Another challenging thing about developing new friendships is the dreaded clique monster!  My heart aches when I see those who form exclusive friendships and don't let new people in - they don't understand the value of true sisterhood and are missing out on some great relationship opportunities.  It is easy to befriend those you have things in common with, but some of my favorite friends have been those that are very different from me...they have helped me to see things from a different perspective because of their diverse experiences.  We all should broaden our friendships more, it brings added value to our lives.

I have since re-married and relocated yet again, collecting even more friends.  I have tried to  learn from friends I have admired through the years.  I set out to do my best to be the kind of friend I want to have.  It requires patience, courage, and effort. 
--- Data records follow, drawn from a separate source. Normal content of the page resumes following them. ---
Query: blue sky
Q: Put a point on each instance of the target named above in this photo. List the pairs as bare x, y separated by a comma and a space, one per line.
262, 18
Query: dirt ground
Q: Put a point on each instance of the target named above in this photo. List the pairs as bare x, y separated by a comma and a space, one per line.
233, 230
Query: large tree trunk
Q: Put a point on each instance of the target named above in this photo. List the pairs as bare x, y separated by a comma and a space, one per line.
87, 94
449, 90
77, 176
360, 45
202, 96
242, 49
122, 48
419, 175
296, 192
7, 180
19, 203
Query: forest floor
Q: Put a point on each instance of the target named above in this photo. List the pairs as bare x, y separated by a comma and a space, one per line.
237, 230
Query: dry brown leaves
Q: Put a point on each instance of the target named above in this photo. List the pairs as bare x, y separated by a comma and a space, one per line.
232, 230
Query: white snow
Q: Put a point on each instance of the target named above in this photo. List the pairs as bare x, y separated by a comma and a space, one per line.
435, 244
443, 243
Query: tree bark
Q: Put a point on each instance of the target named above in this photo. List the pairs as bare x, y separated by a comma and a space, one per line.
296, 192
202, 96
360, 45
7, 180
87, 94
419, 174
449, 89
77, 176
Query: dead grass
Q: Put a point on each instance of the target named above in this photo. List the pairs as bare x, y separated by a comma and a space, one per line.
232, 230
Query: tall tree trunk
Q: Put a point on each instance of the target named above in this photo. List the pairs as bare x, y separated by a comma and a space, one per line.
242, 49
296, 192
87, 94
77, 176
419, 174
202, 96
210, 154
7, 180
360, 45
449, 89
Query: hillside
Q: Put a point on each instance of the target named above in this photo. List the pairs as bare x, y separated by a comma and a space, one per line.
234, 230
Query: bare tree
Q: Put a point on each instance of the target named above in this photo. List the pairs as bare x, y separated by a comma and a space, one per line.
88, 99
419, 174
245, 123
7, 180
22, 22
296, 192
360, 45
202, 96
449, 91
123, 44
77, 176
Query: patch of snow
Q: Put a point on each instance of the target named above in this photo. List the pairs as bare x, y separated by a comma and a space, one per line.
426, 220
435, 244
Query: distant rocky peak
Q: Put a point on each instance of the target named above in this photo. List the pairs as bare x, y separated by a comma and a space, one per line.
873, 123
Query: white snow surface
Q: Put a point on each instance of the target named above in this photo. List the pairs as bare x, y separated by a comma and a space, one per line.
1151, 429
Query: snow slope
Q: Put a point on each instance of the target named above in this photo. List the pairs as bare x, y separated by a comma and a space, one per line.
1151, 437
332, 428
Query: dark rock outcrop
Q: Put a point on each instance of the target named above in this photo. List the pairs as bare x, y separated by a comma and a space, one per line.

What I have learned:  We need to be patient with others and give them time to get to know us, to see that we are genuine and sincere.  It takes courage to put yourself out there.  It is human nature to be somewhat reserve around new faces, but it is important to look people in the eye, say hello, and smile!  This lets people know that you are approachable and outwardly friendly.  People want to be around people who are pleasant and happy.  If you wait for others to approach you, you may be sorely disappointed because they may be too timid to approach you first.  You need to make an effort to take the first step, or even the second or third.  Take time to say hello to new faces, introduce yourself to them, and show an interest in them.  Finding out about them can help you find common ground and begin to establish a new friendship.  Volunteer in your church, school, or community.  Some of my favorite people are those that I have served with on various committees or events.  We learn to love and appreciate the people we serve.  This also shows others that you know how to share your time when they see that you are giving and willing to help.  Be aware of others and try to include them - make them feel welcome and your circle of friends will continue to grow and enrich your life.  Don't be afraid to "be that friend."

Jenny Middleton (2011)
Wife, Mother of 10, Grandmother of 23, Collector of friends.